河合夕子本人がジャケに登場しないこの3rdアルバムは、代わりに架空の近未来キーボードが描かれているように基調となっているサウンドは完全にエレクトロポップです。メロディやボーカル&コーラスワークが完全に70年代を引きずった歌謡曲仕様なためバタ臭さも残りますが、2nd以前の彼女の楽曲群と比較してもその変化が明らかで、それはカラフルで中心になって楽曲を彩っていくシンセサウンドのみならず、ギラギラしたギターのカッティングや、いち早くゲートリバーブやSIMMONSエレクトリックドラムが活躍するリズムのサウンド処理にも現れています。特に1曲目「摩天楼サーカスからタイトルチューン「不眠症候群」(長いアウトロでボコーダーも登場!)までのA面5曲は、まさに隠れたテクノ歌謡の満漢全席と言っても過言ではありません。
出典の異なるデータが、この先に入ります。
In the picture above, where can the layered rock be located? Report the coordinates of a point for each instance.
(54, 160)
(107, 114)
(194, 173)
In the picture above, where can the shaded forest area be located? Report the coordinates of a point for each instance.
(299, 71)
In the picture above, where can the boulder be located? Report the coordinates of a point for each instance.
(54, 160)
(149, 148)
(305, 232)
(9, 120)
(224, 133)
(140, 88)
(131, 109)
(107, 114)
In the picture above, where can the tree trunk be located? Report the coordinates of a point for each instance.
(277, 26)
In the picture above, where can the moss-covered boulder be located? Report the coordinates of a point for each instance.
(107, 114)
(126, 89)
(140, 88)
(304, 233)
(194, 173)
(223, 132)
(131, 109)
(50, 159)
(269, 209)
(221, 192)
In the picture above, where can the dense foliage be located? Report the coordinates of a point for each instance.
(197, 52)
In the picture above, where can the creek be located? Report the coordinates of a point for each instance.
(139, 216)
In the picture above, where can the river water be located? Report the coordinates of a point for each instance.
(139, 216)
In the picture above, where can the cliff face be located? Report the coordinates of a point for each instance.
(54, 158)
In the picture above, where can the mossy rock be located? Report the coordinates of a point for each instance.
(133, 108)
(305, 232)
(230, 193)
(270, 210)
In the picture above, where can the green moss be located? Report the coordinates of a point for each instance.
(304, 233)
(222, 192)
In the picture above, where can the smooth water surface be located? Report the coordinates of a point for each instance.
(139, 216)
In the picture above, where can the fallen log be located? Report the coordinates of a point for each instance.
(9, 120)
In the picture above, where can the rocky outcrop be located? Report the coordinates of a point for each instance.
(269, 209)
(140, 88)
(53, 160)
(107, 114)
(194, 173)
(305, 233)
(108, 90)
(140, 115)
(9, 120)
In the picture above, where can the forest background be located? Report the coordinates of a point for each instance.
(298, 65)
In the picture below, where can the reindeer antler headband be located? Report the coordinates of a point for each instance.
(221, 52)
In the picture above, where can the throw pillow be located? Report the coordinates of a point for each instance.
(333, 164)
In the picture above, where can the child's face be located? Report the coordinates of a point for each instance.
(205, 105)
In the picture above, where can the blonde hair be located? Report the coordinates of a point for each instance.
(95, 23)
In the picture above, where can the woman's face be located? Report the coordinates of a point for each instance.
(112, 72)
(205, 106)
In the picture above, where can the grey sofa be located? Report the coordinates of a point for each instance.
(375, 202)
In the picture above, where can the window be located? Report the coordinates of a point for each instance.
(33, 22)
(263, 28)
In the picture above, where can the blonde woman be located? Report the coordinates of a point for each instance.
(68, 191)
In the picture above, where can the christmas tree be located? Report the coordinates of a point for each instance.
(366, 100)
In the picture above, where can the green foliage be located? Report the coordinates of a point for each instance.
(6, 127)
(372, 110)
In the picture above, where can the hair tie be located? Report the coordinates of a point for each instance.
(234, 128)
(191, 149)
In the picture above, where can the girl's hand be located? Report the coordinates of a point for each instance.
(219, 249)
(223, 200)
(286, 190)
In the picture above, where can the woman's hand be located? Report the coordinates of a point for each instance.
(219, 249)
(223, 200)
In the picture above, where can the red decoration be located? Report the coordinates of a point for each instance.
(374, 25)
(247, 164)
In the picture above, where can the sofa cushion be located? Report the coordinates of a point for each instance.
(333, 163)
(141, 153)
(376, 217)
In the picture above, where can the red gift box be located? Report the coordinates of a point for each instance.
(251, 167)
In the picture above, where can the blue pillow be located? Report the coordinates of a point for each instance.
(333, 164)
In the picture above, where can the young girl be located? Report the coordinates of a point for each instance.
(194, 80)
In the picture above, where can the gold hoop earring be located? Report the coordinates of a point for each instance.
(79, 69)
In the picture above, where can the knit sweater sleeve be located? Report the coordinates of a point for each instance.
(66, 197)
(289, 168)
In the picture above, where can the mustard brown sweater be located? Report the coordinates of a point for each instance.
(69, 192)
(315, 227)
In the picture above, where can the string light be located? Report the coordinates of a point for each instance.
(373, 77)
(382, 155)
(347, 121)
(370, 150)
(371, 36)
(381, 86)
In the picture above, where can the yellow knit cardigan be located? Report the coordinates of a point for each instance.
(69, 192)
かたやレコードでいうところのB面に裏返した6曲目「ペパーミント・デイズ」からは、一転して美メロをフィーチャーしたリゾート感覚なシティポップへとシフトして本来のシンガーソングライターとしての実力を見せつけていますが、全体的なサウンド面のパワーアップが楽曲を支えているため本来の楽曲の魅力をこれまで以上に伝え切っていると思われます。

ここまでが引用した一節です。